As Will Steffen, the lead author from the Australian National University and Stockholm Resilience Centre, explains, “Human emissions of greenhouse gas are not the sole determinant of temperatures on Earth. Our study suggests that human-induced global warming of 2°C may trigger other Earth system processes, often called ‘feedbacks’ that can drive further warming – even if we stop emitting greenhouse gases.”

On the current path, the planet is set to exceed the threshold in a few decades. Even if the emission reduction goals of the Paris Agreement were met, this might still not be sufficient to avoid “Hothouse Earth” conditions. In a ‘’Hothouse Earth’’, temperatures are expected to rise 4 to 5°C and sea levels will rise 10-60 meters above today’s levels. If this were to happen, this planet would be uninhabitable.

Findings from the report suggest that the Earth System is already on a trajectory towards hotter climatic conditions and away from the glacial-interglacial limit cycle. In a warmer world, the collapse of natural carbon sinks due to for example permafrost thaw, loss of methane hydrates from the ocean floor or dieback of forests may have a ‘’domino effect.’’ These effects mutually aggravate themselves, leading to the “Hothouse Earth”. A warmer planet would cause frequent and stronger extreme events such as heat waves, droughts and floods. It would also disrupt economies and ecosystems.
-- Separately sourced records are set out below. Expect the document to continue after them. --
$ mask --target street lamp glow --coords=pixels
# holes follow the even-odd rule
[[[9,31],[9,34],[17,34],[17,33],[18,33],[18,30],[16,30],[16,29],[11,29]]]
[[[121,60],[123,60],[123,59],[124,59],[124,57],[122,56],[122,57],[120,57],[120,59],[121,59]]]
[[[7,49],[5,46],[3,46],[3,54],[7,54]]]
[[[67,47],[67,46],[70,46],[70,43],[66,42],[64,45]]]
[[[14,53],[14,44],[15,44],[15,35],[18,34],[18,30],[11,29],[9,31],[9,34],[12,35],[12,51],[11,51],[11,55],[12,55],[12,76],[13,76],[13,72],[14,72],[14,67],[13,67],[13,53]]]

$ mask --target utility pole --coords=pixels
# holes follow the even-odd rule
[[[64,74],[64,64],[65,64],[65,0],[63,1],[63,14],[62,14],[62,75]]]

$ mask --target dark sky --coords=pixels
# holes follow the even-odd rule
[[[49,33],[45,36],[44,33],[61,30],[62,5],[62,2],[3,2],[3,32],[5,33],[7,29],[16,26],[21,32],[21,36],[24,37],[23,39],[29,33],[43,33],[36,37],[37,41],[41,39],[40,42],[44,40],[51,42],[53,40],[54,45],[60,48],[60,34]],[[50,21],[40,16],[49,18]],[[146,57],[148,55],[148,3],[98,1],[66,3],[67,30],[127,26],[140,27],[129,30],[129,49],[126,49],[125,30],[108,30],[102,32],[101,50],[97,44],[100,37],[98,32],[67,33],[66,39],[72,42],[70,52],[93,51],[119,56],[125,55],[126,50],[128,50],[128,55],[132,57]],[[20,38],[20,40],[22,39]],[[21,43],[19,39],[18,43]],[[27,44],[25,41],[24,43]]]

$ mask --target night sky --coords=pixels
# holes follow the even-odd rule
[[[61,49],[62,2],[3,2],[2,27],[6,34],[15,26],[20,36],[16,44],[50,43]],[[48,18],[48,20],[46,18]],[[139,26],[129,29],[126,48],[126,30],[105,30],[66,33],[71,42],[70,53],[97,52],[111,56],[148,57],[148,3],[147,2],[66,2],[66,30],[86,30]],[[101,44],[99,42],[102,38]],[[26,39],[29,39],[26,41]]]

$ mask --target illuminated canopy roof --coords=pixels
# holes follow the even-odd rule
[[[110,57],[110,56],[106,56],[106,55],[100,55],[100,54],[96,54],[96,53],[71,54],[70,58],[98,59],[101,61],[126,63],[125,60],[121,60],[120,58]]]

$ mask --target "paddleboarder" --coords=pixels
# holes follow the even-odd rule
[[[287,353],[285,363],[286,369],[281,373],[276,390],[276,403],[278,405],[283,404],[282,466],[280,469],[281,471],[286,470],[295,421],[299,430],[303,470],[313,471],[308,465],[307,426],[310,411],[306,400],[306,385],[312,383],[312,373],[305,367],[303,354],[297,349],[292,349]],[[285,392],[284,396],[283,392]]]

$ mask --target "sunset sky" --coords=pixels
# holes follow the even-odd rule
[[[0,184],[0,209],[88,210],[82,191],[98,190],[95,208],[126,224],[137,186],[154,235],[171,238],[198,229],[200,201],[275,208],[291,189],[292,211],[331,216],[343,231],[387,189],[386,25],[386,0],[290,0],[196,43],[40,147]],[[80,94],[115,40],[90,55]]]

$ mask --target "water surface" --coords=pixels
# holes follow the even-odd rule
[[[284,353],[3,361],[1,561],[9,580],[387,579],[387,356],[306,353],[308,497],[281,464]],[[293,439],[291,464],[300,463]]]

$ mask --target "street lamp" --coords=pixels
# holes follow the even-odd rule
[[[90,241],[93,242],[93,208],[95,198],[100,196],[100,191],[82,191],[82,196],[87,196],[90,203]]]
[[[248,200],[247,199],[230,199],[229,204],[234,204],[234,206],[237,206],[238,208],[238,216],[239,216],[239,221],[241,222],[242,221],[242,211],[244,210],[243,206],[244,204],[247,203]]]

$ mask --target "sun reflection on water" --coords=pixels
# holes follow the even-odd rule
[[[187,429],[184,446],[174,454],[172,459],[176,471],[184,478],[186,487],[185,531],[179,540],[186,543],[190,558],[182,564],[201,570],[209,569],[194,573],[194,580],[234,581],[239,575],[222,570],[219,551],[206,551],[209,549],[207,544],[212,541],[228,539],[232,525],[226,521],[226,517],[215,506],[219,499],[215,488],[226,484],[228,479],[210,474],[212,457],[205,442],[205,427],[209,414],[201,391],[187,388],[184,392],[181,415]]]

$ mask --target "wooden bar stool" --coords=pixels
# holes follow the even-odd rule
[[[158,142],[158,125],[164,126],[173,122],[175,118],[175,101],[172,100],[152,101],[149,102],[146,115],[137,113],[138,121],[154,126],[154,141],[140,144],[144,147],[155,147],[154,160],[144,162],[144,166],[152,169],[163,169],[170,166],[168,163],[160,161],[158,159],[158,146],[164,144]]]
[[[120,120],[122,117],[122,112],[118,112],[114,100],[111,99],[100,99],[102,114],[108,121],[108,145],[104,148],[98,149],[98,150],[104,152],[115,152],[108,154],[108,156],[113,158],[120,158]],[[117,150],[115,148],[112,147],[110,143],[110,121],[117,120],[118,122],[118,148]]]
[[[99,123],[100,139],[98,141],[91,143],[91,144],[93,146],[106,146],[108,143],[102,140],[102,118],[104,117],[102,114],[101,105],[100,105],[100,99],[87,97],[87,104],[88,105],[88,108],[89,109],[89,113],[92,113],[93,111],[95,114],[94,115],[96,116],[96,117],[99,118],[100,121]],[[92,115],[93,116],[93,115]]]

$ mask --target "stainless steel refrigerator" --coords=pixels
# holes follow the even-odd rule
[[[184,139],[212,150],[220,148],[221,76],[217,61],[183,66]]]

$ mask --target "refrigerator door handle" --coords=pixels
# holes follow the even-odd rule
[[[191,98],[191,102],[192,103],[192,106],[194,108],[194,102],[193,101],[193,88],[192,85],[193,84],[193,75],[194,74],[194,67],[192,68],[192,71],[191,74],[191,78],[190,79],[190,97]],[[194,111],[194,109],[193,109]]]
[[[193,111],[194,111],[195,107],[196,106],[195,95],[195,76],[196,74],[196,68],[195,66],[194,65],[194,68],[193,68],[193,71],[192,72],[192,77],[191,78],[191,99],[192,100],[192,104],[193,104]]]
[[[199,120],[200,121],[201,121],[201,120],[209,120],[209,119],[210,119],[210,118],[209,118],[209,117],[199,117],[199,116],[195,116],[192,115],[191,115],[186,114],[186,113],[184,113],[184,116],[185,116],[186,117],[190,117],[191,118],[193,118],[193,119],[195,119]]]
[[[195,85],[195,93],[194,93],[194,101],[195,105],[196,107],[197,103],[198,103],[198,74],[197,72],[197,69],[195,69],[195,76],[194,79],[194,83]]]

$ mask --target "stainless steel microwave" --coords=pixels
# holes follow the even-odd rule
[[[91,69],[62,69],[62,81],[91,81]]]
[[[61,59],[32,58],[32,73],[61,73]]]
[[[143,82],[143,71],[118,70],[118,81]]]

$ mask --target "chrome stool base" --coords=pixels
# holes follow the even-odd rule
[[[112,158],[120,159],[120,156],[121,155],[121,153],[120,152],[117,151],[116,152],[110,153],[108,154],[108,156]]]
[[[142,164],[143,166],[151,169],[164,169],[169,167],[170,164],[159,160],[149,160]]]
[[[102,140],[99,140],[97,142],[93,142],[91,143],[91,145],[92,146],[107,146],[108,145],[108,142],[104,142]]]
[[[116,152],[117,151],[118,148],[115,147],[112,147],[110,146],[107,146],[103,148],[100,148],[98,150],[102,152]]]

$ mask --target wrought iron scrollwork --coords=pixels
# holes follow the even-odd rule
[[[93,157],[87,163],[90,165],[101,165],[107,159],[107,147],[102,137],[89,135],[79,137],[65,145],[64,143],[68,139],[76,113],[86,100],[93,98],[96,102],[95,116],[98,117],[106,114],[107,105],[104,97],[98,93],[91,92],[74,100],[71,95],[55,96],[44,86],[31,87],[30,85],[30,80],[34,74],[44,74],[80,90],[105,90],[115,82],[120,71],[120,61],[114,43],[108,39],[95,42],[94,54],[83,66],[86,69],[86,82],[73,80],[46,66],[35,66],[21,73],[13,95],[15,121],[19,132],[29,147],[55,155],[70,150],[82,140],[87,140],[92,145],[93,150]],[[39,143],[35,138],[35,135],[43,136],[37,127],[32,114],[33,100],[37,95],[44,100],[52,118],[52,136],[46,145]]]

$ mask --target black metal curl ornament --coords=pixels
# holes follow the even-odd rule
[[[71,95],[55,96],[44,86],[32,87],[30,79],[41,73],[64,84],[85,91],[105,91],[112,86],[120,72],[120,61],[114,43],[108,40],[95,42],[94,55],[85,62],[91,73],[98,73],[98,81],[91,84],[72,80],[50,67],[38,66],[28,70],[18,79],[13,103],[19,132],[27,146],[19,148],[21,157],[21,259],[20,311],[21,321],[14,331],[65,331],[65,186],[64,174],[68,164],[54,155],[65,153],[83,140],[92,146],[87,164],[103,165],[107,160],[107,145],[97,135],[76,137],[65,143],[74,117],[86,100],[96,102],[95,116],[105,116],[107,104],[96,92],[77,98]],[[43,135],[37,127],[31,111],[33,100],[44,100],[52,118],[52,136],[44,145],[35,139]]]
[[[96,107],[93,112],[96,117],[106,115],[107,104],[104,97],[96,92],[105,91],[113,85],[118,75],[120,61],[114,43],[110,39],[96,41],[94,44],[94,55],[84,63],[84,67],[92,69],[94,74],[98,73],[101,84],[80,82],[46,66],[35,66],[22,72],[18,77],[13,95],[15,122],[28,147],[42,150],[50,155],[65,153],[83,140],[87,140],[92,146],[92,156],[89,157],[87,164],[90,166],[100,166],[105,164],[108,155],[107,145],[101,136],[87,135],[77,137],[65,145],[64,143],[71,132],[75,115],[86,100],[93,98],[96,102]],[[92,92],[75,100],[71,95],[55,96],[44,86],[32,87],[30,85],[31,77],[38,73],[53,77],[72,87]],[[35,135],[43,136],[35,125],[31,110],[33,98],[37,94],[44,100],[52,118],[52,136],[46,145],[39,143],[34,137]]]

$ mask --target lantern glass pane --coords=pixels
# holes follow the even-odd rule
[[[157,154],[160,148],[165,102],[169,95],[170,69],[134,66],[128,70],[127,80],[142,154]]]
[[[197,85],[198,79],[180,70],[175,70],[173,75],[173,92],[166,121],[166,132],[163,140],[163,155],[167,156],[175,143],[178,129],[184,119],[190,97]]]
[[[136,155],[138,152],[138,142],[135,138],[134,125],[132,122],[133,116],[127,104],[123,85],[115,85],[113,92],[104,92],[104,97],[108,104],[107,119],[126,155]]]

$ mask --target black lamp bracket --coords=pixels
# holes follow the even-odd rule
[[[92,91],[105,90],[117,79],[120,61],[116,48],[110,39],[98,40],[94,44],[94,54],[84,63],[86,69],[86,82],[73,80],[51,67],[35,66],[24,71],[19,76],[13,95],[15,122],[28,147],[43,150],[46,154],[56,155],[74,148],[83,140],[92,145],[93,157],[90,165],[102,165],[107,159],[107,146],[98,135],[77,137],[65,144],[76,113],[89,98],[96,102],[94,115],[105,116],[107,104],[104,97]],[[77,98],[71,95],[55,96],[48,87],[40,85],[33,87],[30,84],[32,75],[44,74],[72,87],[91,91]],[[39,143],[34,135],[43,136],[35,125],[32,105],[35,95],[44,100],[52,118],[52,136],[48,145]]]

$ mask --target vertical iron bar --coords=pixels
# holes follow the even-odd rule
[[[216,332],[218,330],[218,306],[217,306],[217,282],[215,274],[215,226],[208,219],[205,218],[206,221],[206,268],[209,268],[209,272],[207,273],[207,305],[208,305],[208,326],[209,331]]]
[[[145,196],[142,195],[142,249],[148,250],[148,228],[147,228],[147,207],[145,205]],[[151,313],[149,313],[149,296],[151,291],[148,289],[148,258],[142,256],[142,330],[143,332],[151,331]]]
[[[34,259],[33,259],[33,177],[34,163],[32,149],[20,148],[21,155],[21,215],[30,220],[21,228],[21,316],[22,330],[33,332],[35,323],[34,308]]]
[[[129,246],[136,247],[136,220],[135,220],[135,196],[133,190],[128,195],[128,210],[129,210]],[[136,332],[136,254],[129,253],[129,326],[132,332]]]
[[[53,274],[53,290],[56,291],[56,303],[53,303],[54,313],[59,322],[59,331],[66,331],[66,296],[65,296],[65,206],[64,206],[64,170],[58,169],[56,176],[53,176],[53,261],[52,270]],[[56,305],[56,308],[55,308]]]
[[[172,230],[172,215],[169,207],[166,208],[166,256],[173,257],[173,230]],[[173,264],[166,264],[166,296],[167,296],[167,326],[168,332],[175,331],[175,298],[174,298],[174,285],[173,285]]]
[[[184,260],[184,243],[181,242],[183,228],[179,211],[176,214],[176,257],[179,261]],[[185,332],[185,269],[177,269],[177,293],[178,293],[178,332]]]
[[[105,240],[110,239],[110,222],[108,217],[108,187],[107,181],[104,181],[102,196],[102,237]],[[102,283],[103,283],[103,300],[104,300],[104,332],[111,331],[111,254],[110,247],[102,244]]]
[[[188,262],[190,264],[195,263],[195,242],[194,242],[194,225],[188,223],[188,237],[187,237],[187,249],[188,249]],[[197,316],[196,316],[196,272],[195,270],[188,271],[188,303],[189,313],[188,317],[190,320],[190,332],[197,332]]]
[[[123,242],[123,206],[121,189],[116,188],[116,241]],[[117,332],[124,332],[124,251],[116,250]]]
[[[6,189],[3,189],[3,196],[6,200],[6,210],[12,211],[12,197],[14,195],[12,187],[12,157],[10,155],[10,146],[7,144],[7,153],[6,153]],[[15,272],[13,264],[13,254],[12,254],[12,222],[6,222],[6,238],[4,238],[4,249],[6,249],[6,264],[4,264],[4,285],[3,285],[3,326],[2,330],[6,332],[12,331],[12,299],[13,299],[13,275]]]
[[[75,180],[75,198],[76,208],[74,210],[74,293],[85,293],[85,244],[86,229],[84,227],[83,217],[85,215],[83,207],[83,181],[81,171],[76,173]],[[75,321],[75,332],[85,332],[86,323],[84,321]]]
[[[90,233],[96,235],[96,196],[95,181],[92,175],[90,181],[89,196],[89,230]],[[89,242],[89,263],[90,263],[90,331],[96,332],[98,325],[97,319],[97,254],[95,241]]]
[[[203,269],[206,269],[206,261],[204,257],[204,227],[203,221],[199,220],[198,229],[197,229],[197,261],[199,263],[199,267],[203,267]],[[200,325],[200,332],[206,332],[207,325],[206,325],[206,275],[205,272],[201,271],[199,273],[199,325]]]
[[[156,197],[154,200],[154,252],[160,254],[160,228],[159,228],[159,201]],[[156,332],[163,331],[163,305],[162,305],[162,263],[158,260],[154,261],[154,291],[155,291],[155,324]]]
However, the news is not all gloom. Collectively humanity can steer the system away from its current path back to Holocene-like conditions. Deliberate and radical actions are necessary to create feedbacks that keep the system on a stabilized pathway. These actions entail – as the authors point out – transforming behavior and social values, adopting new institutional arrangements and decarbonizing the global economy using technological and carbon sinks. Yet, the authors note that within a short time frame of 50 – 100 years, only a few changes are reversible while most are irreversible in a time frame that is relevant to the current human society.

This report comes after the state of climate change in 2017 report published by the U.S. National Oceanic and Atmospheric Administration (NOAA) found that an increase in the amount CO2 emissions into the atmosphere corresponded to rising global temperatures in 2017.